Twelfth Night


She put up her decorations on 1st December, Christmas tree dragged raggedly out of the cupboard under the stairs, brisked up in that sprightly way she has, all spic and span and polished in a whisker and all of a sudden it was here, in our few streets: Christmas.

And like the inevitable flick-trip of a line of dominoes, one by one our windows began to twinkle with rock and roll Santas and nodding snowmen, strings of coloured lights raced across the sills, floofy white ’snow’ etched out the double glazing and Stop Here reminder signs at three or four doors, just in case Rudolph passed us by, out there on his way over to Murton.

Then just as suddenly, on Boxing Day, we’re back.

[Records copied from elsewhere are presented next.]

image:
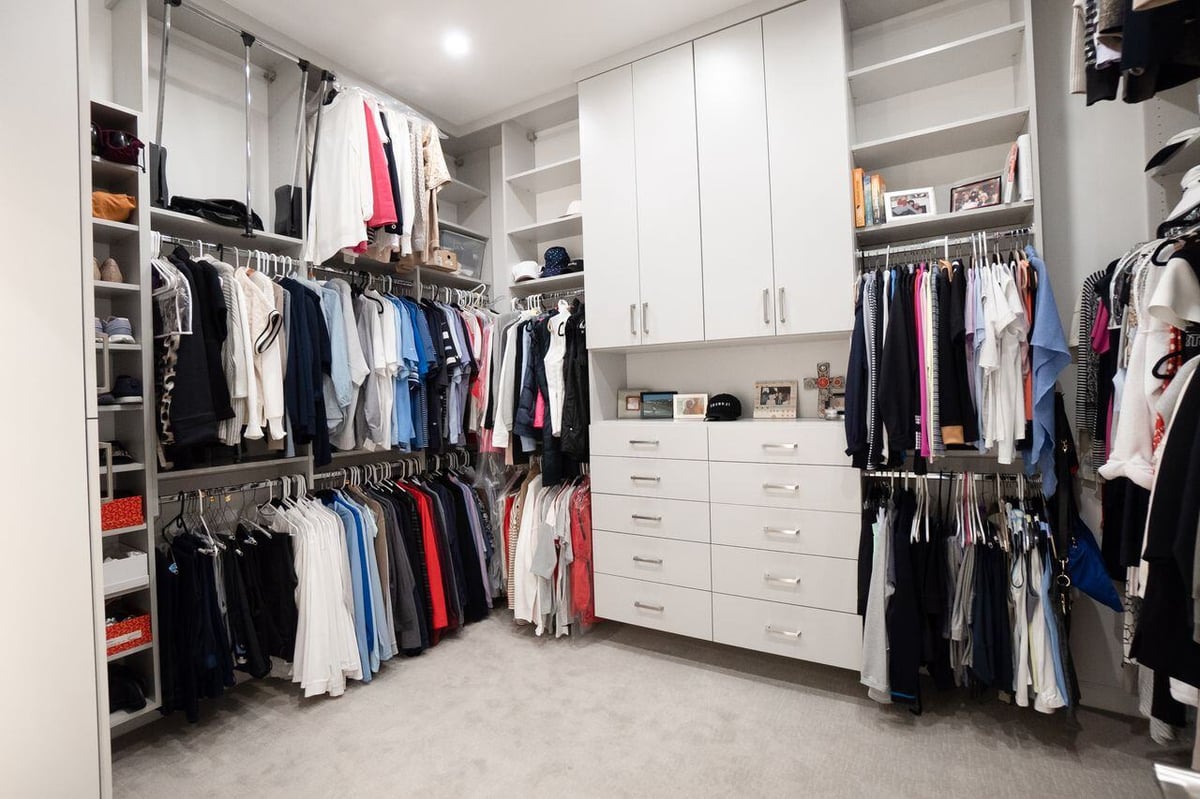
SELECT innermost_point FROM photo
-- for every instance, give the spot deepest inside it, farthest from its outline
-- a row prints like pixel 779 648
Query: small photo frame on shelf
pixel 658 404
pixel 910 203
pixel 775 400
pixel 629 403
pixel 690 407
pixel 979 193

Winter,  bleak and crisp and even, twinkles no more. There’s the occasional lazy days dozer-in, or she who loves it all so, so much, the bling and sparkle and pzazz, that here and there those bright strings and salutations twinkle away through those rambling days when nobody can actually remember what day it is, or whether it’s noon or night, and then, suddenly, it’s the New Year.

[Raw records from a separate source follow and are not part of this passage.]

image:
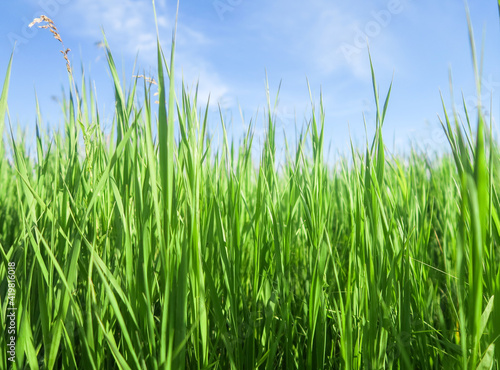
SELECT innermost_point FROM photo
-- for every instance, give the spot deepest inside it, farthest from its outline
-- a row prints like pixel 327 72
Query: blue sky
pixel 228 45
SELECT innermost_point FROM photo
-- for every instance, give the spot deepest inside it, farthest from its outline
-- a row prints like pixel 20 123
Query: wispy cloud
pixel 129 27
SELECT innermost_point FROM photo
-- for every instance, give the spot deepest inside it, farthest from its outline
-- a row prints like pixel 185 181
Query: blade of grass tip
pixel 3 98
pixel 166 145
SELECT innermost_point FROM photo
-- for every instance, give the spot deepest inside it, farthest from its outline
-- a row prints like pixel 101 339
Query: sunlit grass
pixel 151 252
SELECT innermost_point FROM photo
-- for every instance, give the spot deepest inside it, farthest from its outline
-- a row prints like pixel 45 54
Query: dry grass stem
pixel 50 25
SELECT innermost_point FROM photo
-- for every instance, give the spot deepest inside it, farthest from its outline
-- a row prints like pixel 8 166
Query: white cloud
pixel 130 29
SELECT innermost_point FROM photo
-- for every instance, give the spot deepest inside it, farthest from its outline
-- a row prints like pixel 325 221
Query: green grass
pixel 151 252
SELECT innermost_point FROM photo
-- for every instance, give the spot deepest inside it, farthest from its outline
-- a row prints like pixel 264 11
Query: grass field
pixel 156 249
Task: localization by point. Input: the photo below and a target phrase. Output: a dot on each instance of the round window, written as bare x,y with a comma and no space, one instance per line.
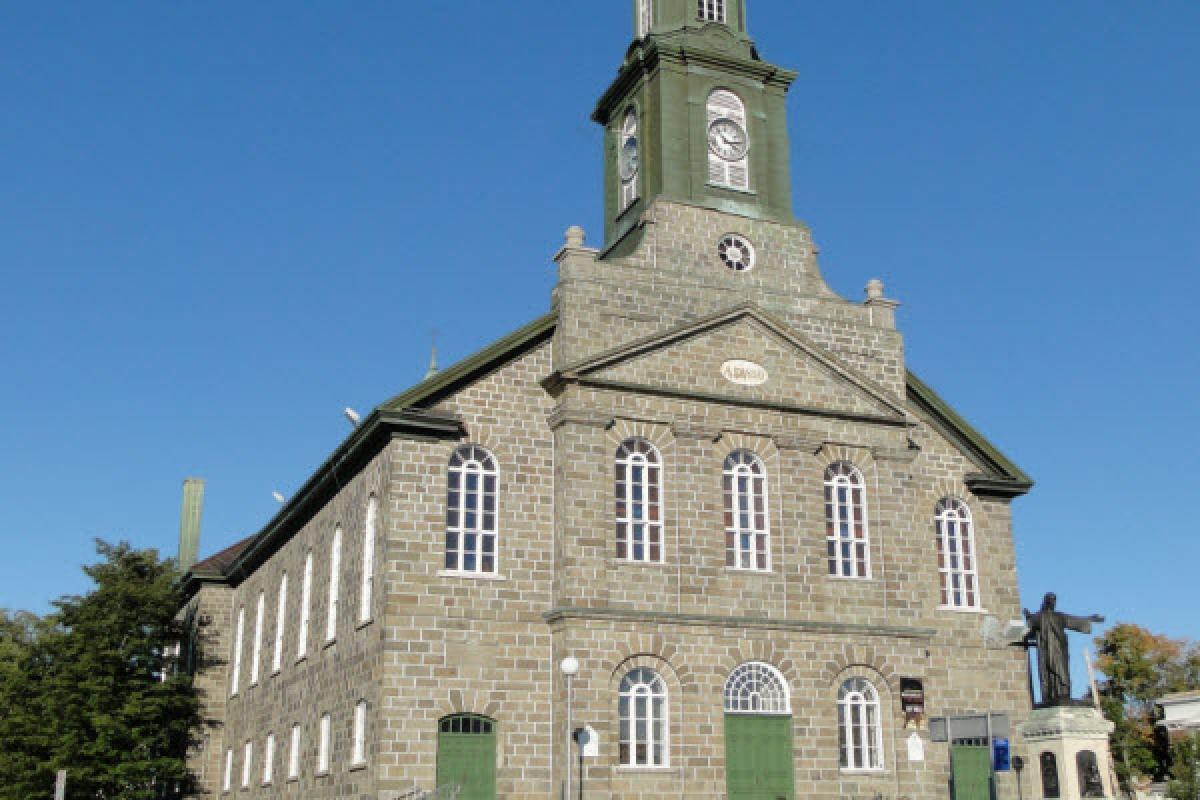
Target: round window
736,252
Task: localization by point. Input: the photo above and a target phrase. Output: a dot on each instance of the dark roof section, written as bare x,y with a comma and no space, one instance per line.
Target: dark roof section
406,415
1002,476
475,366
216,565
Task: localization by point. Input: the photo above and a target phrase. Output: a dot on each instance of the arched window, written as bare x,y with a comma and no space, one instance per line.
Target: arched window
729,160
643,719
639,501
281,620
359,751
847,545
756,689
859,729
957,554
335,577
747,533
256,655
629,158
369,531
1050,785
471,511
305,608
711,10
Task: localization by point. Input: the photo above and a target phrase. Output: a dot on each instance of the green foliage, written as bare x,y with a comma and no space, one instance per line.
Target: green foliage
1140,667
83,689
1185,769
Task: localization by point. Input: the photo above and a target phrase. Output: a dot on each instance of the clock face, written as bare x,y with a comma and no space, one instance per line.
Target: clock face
729,139
629,160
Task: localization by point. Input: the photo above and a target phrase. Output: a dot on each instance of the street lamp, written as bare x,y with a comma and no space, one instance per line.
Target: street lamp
570,668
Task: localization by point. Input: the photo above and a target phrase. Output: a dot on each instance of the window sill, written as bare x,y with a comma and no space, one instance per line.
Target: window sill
633,563
963,609
747,570
732,188
473,576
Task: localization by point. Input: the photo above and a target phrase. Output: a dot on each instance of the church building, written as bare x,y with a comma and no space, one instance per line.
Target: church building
701,511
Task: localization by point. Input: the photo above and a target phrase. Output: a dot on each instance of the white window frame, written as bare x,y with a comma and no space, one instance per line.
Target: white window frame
757,687
359,755
473,512
247,762
629,127
256,659
642,714
747,512
281,620
294,753
859,727
240,631
724,103
269,761
640,494
957,555
325,732
335,581
366,591
847,525
712,11
305,608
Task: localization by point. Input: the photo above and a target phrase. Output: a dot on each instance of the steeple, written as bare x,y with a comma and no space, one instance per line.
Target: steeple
695,115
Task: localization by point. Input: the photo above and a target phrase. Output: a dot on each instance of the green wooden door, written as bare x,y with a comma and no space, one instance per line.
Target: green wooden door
972,771
467,756
759,762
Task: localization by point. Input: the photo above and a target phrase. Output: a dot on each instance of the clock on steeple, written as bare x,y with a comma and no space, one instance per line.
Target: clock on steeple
695,115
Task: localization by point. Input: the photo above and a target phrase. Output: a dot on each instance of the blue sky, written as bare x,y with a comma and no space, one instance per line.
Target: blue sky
223,222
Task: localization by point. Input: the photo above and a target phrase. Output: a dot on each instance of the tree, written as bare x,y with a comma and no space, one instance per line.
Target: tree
90,689
1140,667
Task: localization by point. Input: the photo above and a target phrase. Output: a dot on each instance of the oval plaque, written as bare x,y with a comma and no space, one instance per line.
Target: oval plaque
744,373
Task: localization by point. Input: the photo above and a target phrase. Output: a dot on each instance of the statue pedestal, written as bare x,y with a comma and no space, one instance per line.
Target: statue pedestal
1068,751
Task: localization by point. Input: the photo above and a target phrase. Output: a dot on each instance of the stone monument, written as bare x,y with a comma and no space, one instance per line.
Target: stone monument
1067,740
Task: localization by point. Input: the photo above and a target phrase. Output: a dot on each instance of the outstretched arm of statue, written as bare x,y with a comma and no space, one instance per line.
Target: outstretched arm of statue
1080,624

Twelfth Night is either the 5th or the 6th this year, depending on how we count. Dawn is breaking almost imperceptibly earlier and it’s still just about light at 4pm. No snow, not yet, although it’s forecast for next week, and down the Harbour the roads out and away are all flooding from the heavy rain. Caterpillar wood is on fire but it’s just the remains of the sunset, no-one is there.

One last stray firework fizzes a long whooshy pink out over the dene. It’s 2016.